On December 6, 2011, "Large Marge" was released on Blu-ray and DVD as part of the box set The Simpsons – The Complete Fourteenth Season. Staff members Al Jean, Ian Maxtone-Graham, Matt Selman, Tom Gammill, Matt Warburton, David Silverman, and Mike B. Anderson and cast member Nancy Cartwright participated in the DVD audio commentary for the episode. Deleted scenes from the episode were also included in the box set.

==Reception==

Reviews from television critics about this episode have been mixed since the release of the Kiss and Tell DVD.

IGN's Jeff Otto commented that while he thought "Natural Born Kissers" was the only "great" episode in the compilation, "All four episodes are good Simpsons episodes." He added: "I can't figure why, if Fox was going to put together a set of this theme, they couldn't have included some of the more classic episodes about Marge and Homer's romance.
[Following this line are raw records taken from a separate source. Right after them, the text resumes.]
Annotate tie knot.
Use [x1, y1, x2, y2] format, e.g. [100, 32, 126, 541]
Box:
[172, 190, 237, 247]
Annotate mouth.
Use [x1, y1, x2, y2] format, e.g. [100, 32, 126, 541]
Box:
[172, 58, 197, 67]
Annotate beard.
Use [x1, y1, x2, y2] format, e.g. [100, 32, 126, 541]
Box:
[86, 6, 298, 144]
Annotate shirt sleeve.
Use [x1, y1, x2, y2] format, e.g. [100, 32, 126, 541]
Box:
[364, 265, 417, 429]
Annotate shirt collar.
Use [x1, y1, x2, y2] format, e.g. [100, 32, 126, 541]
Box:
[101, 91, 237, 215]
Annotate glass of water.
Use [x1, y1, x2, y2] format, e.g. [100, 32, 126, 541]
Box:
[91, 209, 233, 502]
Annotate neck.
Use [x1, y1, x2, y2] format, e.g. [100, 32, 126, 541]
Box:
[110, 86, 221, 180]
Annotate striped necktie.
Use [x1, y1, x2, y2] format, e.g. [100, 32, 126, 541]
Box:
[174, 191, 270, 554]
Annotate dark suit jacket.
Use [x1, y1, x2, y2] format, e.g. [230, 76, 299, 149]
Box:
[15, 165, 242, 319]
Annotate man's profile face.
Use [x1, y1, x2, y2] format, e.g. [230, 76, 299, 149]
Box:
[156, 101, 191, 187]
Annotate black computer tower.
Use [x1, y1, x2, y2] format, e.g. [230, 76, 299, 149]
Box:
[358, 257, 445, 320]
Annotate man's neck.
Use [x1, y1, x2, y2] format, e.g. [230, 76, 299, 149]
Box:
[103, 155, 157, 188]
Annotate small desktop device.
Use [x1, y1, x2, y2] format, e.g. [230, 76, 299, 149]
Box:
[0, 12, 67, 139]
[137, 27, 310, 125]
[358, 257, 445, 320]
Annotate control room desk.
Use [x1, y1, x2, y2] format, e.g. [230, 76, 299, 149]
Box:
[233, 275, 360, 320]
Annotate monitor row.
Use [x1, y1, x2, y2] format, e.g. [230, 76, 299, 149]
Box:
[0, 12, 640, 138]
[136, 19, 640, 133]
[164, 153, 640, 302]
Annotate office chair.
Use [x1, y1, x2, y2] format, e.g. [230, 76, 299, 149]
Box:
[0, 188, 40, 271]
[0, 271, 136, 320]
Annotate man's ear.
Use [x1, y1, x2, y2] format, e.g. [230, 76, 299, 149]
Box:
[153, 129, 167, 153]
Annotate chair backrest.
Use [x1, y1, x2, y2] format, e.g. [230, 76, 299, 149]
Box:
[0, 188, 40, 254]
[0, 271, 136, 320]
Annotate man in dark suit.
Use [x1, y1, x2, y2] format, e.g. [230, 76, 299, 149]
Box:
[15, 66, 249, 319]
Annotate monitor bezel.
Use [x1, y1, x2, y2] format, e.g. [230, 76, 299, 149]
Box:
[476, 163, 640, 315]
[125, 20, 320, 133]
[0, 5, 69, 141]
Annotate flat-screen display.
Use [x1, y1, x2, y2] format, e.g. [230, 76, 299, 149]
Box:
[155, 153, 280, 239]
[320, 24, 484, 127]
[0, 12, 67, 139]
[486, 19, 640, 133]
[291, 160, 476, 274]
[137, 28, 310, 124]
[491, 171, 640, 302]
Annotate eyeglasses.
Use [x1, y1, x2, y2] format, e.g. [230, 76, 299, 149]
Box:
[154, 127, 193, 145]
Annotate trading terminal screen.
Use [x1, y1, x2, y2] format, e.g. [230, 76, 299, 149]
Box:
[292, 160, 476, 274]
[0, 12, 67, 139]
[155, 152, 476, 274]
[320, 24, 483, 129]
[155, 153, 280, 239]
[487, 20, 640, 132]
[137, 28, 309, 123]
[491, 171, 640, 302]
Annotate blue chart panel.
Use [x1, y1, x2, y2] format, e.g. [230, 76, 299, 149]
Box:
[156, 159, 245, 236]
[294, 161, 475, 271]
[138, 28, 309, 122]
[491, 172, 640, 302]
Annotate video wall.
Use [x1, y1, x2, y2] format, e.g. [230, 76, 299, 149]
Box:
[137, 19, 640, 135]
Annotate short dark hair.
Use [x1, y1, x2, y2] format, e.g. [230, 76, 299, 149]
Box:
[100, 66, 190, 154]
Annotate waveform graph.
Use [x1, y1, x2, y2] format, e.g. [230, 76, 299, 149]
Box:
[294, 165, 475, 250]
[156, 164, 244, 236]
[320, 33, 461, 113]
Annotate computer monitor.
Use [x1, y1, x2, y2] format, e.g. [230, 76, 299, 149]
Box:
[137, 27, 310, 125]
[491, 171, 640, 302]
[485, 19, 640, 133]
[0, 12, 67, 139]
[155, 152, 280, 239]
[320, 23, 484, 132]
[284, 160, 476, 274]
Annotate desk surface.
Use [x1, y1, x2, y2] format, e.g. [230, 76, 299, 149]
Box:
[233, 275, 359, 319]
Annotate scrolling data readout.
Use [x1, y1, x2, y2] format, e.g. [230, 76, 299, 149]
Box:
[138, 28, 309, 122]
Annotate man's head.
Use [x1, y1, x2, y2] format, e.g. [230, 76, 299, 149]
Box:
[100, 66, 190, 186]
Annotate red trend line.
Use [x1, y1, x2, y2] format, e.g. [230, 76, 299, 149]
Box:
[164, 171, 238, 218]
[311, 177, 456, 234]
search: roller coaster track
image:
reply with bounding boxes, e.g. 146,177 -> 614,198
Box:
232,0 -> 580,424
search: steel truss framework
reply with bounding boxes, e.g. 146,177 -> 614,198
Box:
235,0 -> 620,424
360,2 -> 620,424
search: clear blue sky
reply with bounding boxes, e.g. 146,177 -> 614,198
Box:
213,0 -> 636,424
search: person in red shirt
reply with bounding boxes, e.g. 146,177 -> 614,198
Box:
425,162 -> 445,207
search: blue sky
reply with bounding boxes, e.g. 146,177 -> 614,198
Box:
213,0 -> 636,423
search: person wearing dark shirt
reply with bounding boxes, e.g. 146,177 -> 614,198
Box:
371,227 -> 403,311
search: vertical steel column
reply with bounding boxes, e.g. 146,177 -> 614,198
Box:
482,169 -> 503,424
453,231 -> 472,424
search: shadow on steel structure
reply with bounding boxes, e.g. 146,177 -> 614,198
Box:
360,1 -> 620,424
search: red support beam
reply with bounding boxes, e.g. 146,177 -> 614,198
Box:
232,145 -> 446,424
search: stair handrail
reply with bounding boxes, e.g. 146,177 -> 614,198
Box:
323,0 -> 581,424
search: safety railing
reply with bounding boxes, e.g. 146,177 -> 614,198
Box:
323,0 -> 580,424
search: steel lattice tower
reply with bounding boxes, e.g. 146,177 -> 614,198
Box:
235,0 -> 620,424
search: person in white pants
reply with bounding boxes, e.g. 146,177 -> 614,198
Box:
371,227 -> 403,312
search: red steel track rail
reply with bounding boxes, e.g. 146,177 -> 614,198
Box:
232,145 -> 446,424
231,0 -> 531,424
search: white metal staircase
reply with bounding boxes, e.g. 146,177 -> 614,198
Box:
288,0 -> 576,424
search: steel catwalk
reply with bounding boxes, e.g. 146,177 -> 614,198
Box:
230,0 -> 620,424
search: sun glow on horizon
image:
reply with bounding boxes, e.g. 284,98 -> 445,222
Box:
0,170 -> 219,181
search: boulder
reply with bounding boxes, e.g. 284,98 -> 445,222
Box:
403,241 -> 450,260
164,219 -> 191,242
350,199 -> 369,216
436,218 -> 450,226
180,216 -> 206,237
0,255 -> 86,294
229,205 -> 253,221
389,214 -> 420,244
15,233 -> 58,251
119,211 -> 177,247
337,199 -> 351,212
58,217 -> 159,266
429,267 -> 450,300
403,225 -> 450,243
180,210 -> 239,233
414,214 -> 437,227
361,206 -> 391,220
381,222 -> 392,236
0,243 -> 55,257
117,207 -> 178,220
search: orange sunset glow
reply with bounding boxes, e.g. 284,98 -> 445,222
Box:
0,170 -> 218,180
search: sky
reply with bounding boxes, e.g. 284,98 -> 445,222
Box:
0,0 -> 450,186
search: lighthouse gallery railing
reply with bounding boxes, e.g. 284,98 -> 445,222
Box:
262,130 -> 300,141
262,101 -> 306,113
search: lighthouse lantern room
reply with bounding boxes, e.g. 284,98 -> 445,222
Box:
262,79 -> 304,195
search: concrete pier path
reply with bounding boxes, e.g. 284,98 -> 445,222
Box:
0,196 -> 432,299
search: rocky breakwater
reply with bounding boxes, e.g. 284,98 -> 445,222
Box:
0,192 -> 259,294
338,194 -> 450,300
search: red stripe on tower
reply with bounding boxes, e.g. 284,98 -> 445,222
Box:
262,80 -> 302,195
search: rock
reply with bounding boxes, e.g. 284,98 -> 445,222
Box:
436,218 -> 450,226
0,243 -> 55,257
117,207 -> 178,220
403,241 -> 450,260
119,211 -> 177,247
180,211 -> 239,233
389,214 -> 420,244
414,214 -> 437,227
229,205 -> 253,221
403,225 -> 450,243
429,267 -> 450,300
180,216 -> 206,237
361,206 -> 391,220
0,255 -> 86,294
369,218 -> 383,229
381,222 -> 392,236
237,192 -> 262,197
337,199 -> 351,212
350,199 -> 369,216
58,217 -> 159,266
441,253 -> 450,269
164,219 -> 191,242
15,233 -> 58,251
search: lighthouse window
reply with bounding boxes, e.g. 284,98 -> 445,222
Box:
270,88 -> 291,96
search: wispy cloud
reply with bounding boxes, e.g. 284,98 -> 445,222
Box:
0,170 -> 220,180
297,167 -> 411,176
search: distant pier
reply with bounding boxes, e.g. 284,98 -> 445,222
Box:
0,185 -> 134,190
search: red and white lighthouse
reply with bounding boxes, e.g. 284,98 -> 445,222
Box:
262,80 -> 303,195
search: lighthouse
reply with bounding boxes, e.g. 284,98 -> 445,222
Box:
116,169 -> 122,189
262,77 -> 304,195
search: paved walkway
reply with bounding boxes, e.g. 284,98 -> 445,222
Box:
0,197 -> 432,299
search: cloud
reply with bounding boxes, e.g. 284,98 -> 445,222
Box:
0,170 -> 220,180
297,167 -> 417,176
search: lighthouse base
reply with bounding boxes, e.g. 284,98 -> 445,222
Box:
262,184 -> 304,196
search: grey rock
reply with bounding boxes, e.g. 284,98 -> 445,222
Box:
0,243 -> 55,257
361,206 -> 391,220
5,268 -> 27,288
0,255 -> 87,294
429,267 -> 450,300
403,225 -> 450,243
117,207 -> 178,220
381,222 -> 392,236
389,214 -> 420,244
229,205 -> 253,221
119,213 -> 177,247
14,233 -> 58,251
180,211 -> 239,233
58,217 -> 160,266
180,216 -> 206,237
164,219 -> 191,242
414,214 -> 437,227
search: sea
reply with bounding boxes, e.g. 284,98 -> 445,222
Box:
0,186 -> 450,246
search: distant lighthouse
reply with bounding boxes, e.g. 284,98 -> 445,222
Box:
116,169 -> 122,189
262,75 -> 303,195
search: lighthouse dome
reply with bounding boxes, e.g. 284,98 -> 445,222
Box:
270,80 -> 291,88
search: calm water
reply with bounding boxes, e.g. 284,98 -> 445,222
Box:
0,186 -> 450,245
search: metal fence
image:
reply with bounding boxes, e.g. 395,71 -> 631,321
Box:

Still, even the lesser Simpsons episodes are entertaining, so you could do worse."

A writer for HorrorNews.net called it one of the season's highlights, and Aaron Peck of High-Def Digest described it as "memorable." In his review of the Kiss and Tell DVD, Andy Dougan of the Evening Times characterized the episode as one of the "funniest episodes of recent series."

DVD Movie Guide's Colin Jacobson commented that though "the plot of 'Large' screams 'high concept', it works pretty well. It uses the silliness attached to Marge's chest to good comic effect, and the secondary plot with Bart and Krusty ties into things in a fun manner. It presents a lot of funny bits and turns into a strong episode. It's also hard to knock a show that reunites the voices of Adam West and Burt Ward."

While reviewing the fourteenth season of The Simpsons, Victor Valdivia of DVD Verdict wrote: "To be sure, there are some real clinkers this season. Both 'Large Marge' and 'Strong Arm of the Ma' prove that writing good episodes about Marge seems to be out of the question by this point. [...] By normal TV standards, these are not unwatchable, but by Simpsons standards, these are the episodes you probably won't watch repeatedly."